I'm trying to find a way to describe web interfaces to machines. Hard coding URIs isn't good because of all the stuff people say. So, we add some special data (I'm not ready to say metadata) to some of the HTML forms to let a machine know which form should be used to buy something instead of logging out.

Thursday, May 31, 2007

Does REST need a DL? No, just Signposts.

REST (err, the Web) does not need a Description Language.

But wouldn't it be so nice to have one! Sure, until you want to change anything. A DL couples the client to the server, and forces stability of everything defined by the DL.

The REST style encourages loose coupling, independent evolution, and uniform interfaces. The "hypermedia as engine of application state" is the opposite of a DL.

How is a DL so bad? A DL is used to generate code (stubs/skeletons) at design time. After that, any changes to the URI or data values on the server side will brake any clients.

So what's my great idea? Use a micro-format as machine signposts.

Links and forms could be marked with a set of class attributes that convey the common machine processing activities. I'm thinking about common stuff like:

login/logout
parts (list, name, id number, related parts links, specification link)
checkout/ordering (mailing address, billing address, credit card info)

As an example, if I have a shopping site with a list of parts and a checkout form, something like this (in pig-xml for easy web typing):

[div class="part"]
  [div class="part.name"]Super Espresso Machine[/div]
  [div class="part.number"]42[/div]
  [a class="part.specification" href="42/specification"]Part specification[/div]
  [form class="add.to.cart" action="order/42" method="post"]
    [input type="submit" value="Submit"]Add to Cart[/input]
  [/form]
[/div]
[div class="part"]
  ...
[/div]

[form class="checkout" action="buynow" method="post"]
    [input class="fullname" type="text" name="fullname"/]
    [input class="mailing.address" type="text" name="mailing-address"/]
     [input class="billing.address" type="text" name="billing-address"/]
    [input class="creditcard.number" type="text" name="creditcard-number"/]
    [input type="submit" value="Send"/]
 [/form]

I could write a personal shopping agent that picked parts by id and followed the "checkout" action (form) filling in anything that was already known (like addresses and cc info).

Why can't I do the same thing with a DL?!? Sure, you could.
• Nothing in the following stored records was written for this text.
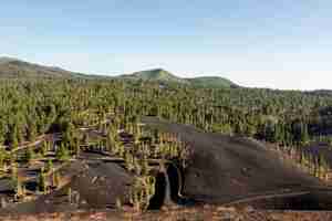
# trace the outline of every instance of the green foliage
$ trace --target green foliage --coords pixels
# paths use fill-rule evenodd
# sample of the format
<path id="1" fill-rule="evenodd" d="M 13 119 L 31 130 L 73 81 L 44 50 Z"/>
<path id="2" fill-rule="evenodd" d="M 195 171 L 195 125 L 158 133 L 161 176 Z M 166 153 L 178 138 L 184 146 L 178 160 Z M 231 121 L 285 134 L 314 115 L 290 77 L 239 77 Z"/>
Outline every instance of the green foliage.
<path id="1" fill-rule="evenodd" d="M 55 157 L 60 161 L 66 161 L 71 158 L 70 150 L 64 143 L 61 143 L 60 147 L 56 149 Z"/>

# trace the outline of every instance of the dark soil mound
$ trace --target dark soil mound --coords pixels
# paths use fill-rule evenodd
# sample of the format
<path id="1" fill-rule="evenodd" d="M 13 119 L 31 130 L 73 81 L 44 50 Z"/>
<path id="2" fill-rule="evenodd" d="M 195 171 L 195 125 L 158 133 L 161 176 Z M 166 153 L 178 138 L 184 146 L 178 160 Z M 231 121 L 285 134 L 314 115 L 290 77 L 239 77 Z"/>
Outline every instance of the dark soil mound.
<path id="1" fill-rule="evenodd" d="M 256 140 L 201 133 L 191 126 L 144 118 L 149 127 L 178 134 L 190 146 L 183 194 L 207 203 L 227 203 L 271 192 L 323 186 Z"/>
<path id="2" fill-rule="evenodd" d="M 113 162 L 74 161 L 62 169 L 68 183 L 34 201 L 11 204 L 1 214 L 62 212 L 77 209 L 115 208 L 116 200 L 128 202 L 132 177 Z"/>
Until the server added a confirmation page after the first form. Something like:

[form class="checkout" action="buynow.confirm" method="post"]
    [input type="submit" value="Send"/]
  [/form]

A human would take that in stride, but a DL wouldn't already be coded to handle that. The agent that's just following signposts would easily be able to cope with this change.

A signpost following agent would, once it decided to follow the "checkout" action keep on following it, filling in recognized data values as it progressed. That is until a success or error response is found. Oh, must add a "success" signpost to my list.

Couldn't a web site just provide a DL exposed service point and the HTML exposed service? Sure, but, that would be more work, right?

Introduction

Hello world!

I'm going to try writing my tech thinking down in a blog. I don't easily write things, so I'm giving myself permission to post raw drafts, incomplete thoughts, incoherent ramblings, and maybe a few good ideas.

I'm going to stick mainly to technology topics like programming languages, distributed concurrent systems, REST and other service oriented architectures, and other limited domains.